François Legault a fait de son épreuve de force avec les médecins le moment clé de la fin de son mandat. Il veut leur faire dire « mon oncle ». Il en rêve depuis qu’il a été forcé, lui, de prononcer ces mots lors d’un bras de fer précédent, alors qu’il était ministre de la Santé en 2002. Il a correctement compris que sa tactique, jusqu’ici, ne donnait aucun fruit. C’est parce que les syndicats médicaux croyaient trouver chez la négociatrice en chef, Sonia LeBel, une personne de bon sens. En nommant une « Cruella » cheffe des négociations, Legault envoie le signal contraire : « Nous serons sans pitié, elle et moi. »

J’ai gardé le plus drôle pour la fin. J’avoue que le sens caché, là, dépasse mes capacités de décodage. Ian Lafrenière a été désigné ministre de la quadrature du cercle. Je m’explique. Responsable des relations avec les Autochtones, il devait dénouer avec tact et souplesse des conflits souvent inextricables entre Autochtones et Blancs, et parfois entre Autochtones.

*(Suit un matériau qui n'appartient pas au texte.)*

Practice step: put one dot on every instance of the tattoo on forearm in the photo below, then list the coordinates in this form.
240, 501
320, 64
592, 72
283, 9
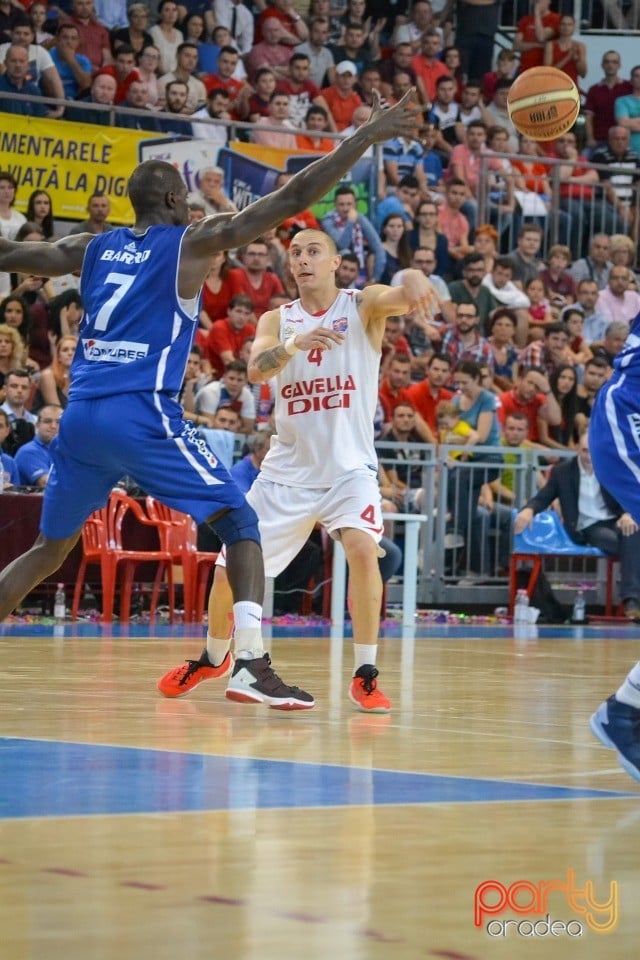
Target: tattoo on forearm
271, 361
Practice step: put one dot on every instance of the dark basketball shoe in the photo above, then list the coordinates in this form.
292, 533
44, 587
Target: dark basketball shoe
181, 680
253, 681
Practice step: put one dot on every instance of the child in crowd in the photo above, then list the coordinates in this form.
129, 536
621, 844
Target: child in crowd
451, 429
539, 309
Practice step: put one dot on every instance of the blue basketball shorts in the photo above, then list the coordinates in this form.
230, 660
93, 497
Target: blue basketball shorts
140, 436
614, 441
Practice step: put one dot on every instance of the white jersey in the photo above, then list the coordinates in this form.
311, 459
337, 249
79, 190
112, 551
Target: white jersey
325, 400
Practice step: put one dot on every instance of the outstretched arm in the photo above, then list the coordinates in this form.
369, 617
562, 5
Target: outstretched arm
305, 188
44, 259
269, 355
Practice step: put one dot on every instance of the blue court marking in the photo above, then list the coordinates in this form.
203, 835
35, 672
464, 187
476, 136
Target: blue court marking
53, 779
315, 629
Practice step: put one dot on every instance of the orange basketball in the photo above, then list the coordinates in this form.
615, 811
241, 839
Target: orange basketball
543, 103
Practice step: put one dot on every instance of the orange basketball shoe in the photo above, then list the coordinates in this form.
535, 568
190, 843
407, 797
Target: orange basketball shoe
365, 693
182, 680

Une barricade est si vite érigée, comme en ce moment par les Attikameks près de La Tuque. Ils sont en rogne — comme tout le monde, y compris l’industrie — contre la réforme forestière caquiste.

Jusqu’à mercredi matin, lorsque le ton montait entre militants et policiers, la tâche de Lafrenière consistait à hisser le drapeau blanc et à passer le calumet de paix. Depuis mercredi après-midi, il est désormais, en plus, ministre de la police. Donc au prochain affrontement, il aura toujours le drapeau et le calumet, mais également un sifflet pour signifier aux forces policières de foncer. J’espère qu’il y aura des caméras.